日曜日に出かける約束をしていた。すっぽかした自分のことを、想っていてくれるだろうか。あれからどれほどの時間が流れたかもわからない。
一日は、時に長く、時に短く、不規則に、不安定に、彼の内を駆け抜けてゆく。
ソーンと地球の時間軸が同じであるという保障はどこにもなく、帰っても、もう誰もいない可能性とて、皆無ではない。
「手紙を、書いてみては如何ですか?」
その言葉に、遠夜は、咄嗟に答えを返せない。
「手紙?」
届くあてもないのに?
「貴方は、この地で、たくさんのものに出会うはずです。その全てを、一番大切な方に、伝えてあげたいとは思いませんか?」
届くあてもないのに?
「届かないと思えば……きっと、届きません。けれど、信じれば、叶います。夢とは、そういうもの。絆とは、私たちが考えているよりも、もっと、ずっと、強いものであるはずなのです」
このピアニストも、ただひたすらに戻る日を夢見て、誰かに手紙をしたためているのだろうか。
途切れることなく繰り返される、月光。
終わりのない螺旋のメロディ。
「会えると、良いですね」
自分よりも、先に。
遠夜は考える。きっと、このピアニストの方が、長い時間を彷徨っている。したためた手紙は、どれくらいの厚さになっているだろう?
「俺も……」
書いてみようか。届くあてもない手紙を。
この異郷の地で経験した出来事を、いつか、彼女に伝えるために。
改めてペンを取り、頭を捻って文章を考える。携帯のメールを送るのとは、訳が違う。手紙は、何時までも残る。
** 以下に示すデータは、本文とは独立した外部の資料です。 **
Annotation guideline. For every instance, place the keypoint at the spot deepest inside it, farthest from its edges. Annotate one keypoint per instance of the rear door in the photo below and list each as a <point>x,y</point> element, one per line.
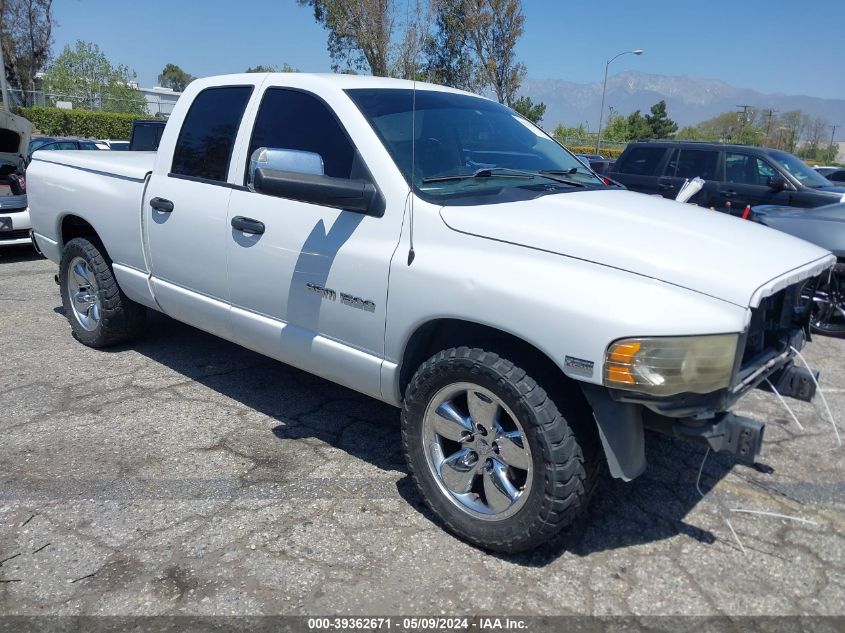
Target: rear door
<point>747,183</point>
<point>185,212</point>
<point>639,168</point>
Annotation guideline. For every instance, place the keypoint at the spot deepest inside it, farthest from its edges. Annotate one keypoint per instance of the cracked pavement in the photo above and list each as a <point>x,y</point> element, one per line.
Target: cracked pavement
<point>183,475</point>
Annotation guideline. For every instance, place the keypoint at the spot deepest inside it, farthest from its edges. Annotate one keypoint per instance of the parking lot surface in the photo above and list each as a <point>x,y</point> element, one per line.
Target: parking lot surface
<point>185,475</point>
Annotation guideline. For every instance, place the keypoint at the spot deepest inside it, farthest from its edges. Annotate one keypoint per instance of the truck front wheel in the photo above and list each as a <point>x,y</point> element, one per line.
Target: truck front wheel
<point>98,311</point>
<point>490,452</point>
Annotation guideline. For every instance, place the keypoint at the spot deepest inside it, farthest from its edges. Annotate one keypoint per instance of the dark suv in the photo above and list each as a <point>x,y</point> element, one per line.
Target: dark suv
<point>735,175</point>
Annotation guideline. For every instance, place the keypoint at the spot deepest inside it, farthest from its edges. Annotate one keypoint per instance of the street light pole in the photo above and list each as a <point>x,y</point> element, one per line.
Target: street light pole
<point>604,91</point>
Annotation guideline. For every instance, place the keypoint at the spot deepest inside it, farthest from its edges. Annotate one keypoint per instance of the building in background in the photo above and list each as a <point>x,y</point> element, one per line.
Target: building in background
<point>160,101</point>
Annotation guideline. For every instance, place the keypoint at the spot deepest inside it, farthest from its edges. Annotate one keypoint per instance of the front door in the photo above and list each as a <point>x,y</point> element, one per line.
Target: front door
<point>747,183</point>
<point>308,283</point>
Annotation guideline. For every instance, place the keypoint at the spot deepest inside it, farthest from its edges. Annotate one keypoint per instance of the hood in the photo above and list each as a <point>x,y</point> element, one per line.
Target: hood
<point>681,244</point>
<point>15,132</point>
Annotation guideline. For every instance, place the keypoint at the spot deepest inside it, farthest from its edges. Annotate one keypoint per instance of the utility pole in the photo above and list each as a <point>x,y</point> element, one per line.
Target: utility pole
<point>769,115</point>
<point>4,89</point>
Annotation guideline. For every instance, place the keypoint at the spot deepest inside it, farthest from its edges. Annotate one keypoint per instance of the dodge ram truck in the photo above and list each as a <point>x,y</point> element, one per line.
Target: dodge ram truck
<point>435,250</point>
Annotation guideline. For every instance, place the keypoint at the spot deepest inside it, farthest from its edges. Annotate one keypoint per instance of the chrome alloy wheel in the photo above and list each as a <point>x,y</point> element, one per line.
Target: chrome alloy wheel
<point>477,451</point>
<point>84,294</point>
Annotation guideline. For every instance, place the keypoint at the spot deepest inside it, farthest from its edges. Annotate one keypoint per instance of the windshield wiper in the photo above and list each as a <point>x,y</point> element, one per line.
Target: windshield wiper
<point>484,172</point>
<point>507,172</point>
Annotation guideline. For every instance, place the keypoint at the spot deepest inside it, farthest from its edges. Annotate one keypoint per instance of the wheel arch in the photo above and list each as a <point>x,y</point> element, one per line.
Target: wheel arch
<point>442,333</point>
<point>72,226</point>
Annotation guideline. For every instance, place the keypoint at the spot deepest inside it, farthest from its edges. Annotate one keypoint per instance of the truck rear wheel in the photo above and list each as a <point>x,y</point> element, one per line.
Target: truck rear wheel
<point>99,313</point>
<point>490,452</point>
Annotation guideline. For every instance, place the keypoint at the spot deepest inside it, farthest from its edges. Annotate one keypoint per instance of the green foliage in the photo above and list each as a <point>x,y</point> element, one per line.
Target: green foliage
<point>607,152</point>
<point>261,68</point>
<point>449,52</point>
<point>85,77</point>
<point>174,78</point>
<point>532,111</point>
<point>638,127</point>
<point>563,132</point>
<point>83,123</point>
<point>616,129</point>
<point>659,123</point>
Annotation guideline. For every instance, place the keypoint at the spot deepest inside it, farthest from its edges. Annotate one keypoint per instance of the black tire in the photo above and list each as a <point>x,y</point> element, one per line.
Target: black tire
<point>120,318</point>
<point>561,481</point>
<point>828,309</point>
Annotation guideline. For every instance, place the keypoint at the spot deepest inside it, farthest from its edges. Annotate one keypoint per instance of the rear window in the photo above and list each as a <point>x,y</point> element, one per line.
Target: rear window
<point>691,163</point>
<point>641,161</point>
<point>208,134</point>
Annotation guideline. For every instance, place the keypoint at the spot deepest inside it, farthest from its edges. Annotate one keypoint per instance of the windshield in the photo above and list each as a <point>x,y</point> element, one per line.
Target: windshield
<point>806,175</point>
<point>467,146</point>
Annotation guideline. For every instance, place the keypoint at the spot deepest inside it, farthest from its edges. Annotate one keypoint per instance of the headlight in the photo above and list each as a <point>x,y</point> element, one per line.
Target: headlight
<point>665,366</point>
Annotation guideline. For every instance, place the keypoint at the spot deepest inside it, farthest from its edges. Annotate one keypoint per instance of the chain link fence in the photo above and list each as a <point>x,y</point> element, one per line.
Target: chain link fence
<point>156,103</point>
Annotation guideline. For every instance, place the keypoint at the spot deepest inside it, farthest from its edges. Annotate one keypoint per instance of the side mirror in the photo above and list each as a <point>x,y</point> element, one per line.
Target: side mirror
<point>339,193</point>
<point>279,159</point>
<point>776,183</point>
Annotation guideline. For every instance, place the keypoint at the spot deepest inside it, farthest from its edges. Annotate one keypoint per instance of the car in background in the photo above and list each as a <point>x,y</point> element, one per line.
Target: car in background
<point>146,134</point>
<point>835,175</point>
<point>15,132</point>
<point>63,143</point>
<point>825,227</point>
<point>736,176</point>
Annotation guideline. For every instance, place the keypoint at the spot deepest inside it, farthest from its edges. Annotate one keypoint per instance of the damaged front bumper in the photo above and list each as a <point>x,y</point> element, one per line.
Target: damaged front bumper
<point>765,360</point>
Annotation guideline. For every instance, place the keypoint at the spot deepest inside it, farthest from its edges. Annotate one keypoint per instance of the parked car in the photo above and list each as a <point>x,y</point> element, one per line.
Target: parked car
<point>836,175</point>
<point>146,134</point>
<point>62,143</point>
<point>15,132</point>
<point>533,326</point>
<point>736,175</point>
<point>824,226</point>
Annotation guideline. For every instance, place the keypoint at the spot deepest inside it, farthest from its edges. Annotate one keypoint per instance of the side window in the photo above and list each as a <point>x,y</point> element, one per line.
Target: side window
<point>697,162</point>
<point>289,119</point>
<point>208,133</point>
<point>641,161</point>
<point>747,170</point>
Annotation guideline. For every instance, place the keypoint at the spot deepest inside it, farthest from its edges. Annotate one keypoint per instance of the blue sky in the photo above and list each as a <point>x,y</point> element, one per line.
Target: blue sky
<point>770,46</point>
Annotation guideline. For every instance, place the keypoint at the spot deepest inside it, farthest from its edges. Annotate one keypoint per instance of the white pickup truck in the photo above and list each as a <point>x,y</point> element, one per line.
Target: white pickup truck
<point>435,250</point>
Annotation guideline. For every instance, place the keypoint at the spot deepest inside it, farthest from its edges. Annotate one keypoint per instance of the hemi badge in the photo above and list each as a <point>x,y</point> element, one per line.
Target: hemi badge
<point>579,366</point>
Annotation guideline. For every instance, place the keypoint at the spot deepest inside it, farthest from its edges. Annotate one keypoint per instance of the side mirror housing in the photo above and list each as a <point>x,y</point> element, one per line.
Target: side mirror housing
<point>776,183</point>
<point>280,159</point>
<point>340,193</point>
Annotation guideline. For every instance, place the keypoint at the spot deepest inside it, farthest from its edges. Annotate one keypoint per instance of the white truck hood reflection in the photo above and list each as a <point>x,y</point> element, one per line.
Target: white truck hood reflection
<point>681,244</point>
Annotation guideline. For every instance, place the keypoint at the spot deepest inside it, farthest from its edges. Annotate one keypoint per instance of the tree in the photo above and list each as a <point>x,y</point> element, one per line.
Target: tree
<point>26,33</point>
<point>532,111</point>
<point>450,58</point>
<point>495,26</point>
<point>360,32</point>
<point>286,68</point>
<point>659,123</point>
<point>616,129</point>
<point>174,78</point>
<point>84,76</point>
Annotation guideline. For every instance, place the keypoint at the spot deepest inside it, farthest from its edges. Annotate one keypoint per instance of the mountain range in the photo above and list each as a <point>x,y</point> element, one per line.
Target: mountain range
<point>689,100</point>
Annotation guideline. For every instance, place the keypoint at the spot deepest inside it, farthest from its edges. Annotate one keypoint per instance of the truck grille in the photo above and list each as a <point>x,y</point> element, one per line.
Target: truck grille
<point>13,235</point>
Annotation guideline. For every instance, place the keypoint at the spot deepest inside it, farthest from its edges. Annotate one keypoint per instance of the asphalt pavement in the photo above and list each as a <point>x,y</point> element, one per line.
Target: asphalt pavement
<point>183,475</point>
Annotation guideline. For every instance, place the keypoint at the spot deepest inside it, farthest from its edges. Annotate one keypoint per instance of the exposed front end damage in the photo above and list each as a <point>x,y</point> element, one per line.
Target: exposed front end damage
<point>765,359</point>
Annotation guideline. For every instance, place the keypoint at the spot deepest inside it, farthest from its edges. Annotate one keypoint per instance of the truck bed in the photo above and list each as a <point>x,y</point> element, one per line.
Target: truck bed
<point>134,165</point>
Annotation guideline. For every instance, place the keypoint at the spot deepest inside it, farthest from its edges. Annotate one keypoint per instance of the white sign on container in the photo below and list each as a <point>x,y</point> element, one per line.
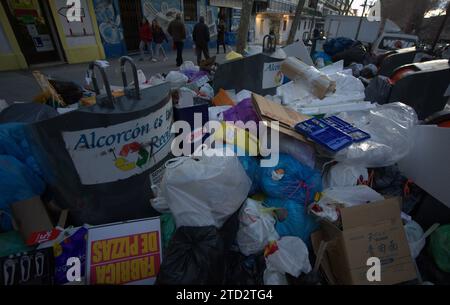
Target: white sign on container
<point>117,152</point>
<point>272,76</point>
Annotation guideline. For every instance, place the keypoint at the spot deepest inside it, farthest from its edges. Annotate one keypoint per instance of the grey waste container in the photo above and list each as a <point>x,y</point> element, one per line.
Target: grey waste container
<point>100,161</point>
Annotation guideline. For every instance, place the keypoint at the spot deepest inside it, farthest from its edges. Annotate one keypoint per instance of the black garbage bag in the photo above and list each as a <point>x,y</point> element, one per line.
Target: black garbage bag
<point>242,270</point>
<point>356,54</point>
<point>197,255</point>
<point>379,90</point>
<point>70,92</point>
<point>389,182</point>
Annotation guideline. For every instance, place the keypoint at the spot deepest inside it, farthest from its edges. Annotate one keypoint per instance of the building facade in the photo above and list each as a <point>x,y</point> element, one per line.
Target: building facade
<point>279,15</point>
<point>34,32</point>
<point>39,32</point>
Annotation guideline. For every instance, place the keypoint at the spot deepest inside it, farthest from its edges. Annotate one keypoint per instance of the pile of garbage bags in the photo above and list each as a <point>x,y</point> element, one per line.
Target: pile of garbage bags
<point>227,219</point>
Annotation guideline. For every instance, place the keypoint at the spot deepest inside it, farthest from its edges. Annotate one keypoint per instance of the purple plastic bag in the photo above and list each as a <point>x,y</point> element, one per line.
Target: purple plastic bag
<point>243,111</point>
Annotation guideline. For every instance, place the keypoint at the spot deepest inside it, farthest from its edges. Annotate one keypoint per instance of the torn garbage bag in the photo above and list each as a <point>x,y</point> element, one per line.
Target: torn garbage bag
<point>290,256</point>
<point>204,191</point>
<point>295,220</point>
<point>347,196</point>
<point>256,228</point>
<point>251,167</point>
<point>345,175</point>
<point>291,180</point>
<point>242,270</point>
<point>391,127</point>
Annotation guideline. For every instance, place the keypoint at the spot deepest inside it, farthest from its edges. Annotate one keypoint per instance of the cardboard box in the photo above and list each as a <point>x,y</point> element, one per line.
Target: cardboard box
<point>269,111</point>
<point>370,230</point>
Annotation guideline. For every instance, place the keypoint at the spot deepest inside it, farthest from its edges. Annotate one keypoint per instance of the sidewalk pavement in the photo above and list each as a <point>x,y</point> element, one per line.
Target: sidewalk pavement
<point>20,85</point>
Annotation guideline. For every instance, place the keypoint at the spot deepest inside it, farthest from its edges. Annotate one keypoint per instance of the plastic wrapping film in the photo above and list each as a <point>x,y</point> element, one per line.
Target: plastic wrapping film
<point>392,136</point>
<point>319,83</point>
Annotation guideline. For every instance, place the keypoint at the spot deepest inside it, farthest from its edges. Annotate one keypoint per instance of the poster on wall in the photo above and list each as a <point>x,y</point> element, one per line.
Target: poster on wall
<point>272,75</point>
<point>43,43</point>
<point>78,33</point>
<point>164,11</point>
<point>117,152</point>
<point>110,27</point>
<point>127,253</point>
<point>21,4</point>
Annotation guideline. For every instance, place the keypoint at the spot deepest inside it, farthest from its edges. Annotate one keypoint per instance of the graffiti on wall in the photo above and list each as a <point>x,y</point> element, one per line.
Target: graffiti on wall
<point>166,10</point>
<point>110,27</point>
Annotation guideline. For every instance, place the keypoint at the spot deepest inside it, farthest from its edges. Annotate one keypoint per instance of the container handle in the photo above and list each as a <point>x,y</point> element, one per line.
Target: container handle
<point>123,61</point>
<point>92,66</point>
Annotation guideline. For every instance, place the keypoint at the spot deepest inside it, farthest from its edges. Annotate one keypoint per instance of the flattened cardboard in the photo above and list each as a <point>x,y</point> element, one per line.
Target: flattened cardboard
<point>370,230</point>
<point>31,217</point>
<point>271,111</point>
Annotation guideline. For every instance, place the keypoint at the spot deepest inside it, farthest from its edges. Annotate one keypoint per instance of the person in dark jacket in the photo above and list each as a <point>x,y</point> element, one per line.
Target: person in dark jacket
<point>200,35</point>
<point>177,30</point>
<point>221,36</point>
<point>145,34</point>
<point>159,37</point>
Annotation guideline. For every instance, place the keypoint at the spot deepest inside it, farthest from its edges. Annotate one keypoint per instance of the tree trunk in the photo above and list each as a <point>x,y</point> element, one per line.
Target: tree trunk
<point>296,21</point>
<point>244,24</point>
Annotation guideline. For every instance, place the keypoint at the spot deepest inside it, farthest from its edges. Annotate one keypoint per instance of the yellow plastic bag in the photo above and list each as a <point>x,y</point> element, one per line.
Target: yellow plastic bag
<point>231,134</point>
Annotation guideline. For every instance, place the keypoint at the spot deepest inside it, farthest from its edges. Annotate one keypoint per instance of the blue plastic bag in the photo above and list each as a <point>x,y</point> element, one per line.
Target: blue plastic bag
<point>297,223</point>
<point>13,142</point>
<point>17,183</point>
<point>291,180</point>
<point>251,167</point>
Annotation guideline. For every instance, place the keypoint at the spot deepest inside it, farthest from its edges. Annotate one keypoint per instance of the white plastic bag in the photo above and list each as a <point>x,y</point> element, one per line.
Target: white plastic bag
<point>176,79</point>
<point>156,80</point>
<point>204,191</point>
<point>343,174</point>
<point>291,257</point>
<point>272,278</point>
<point>159,203</point>
<point>349,90</point>
<point>256,228</point>
<point>189,66</point>
<point>392,136</point>
<point>346,196</point>
<point>207,90</point>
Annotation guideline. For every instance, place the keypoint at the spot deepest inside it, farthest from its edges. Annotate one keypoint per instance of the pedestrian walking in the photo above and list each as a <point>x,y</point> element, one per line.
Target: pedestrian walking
<point>159,37</point>
<point>177,31</point>
<point>145,34</point>
<point>201,38</point>
<point>221,36</point>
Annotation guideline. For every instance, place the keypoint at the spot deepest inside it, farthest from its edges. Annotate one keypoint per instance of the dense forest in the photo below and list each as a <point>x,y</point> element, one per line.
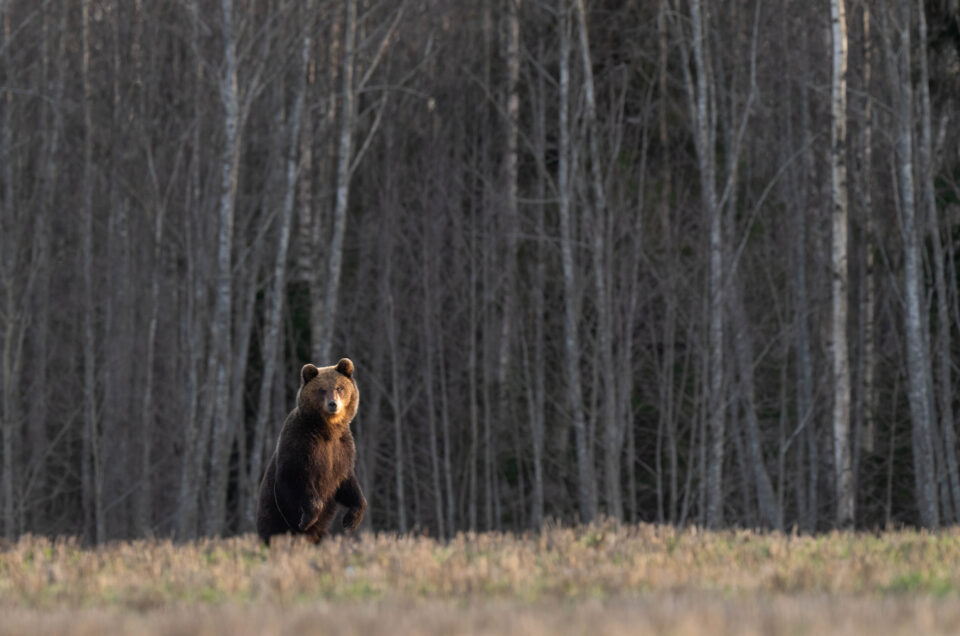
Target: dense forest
<point>680,261</point>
そこに数多の記憶を閉じ込めて、歴史を渡るのだ。
「さようなら」
月光を紡ぐピアニストに別れを告げて、遠夜は、店を後にした。
後ろ手に閉めた扉の向こうで、月の光を模した曲は、消えることなく、流れ続けていた。
【帰還】
数日後、遠夜は、再び店を訪れた。
昼は営業をやっていないはずなのに、何故か、ドアが開いていた。
恐る恐る、中を覗き込む。無人だった。ピアニストの姿はない。
「何処に……」
開けっ放しの窓から吹き込む風が、ひらりと、一枚の紙を遠夜の元に連れてきた。
あまりにも短い文面。
ただ、一言。
「帰ります」
帰ったのだろうか?
戻ったのだろうか?
彼の故郷に。彼を待ち続ける誰かのもとに。
その手段など窺い知れない。いや、そもそも、帰ったかどうかも、定かではない。
「でも……」
信じれば叶うと言ったあの人を、真似るわけではない。ただ、素直に、未だ彼女を想い続ける。遠い、遠い、異郷の国で、忘れることなく、全てのことを、君だけに伝えよう。
遠夜は、静かに、扉を閉めた。
月光は、もう、聞こえなかった。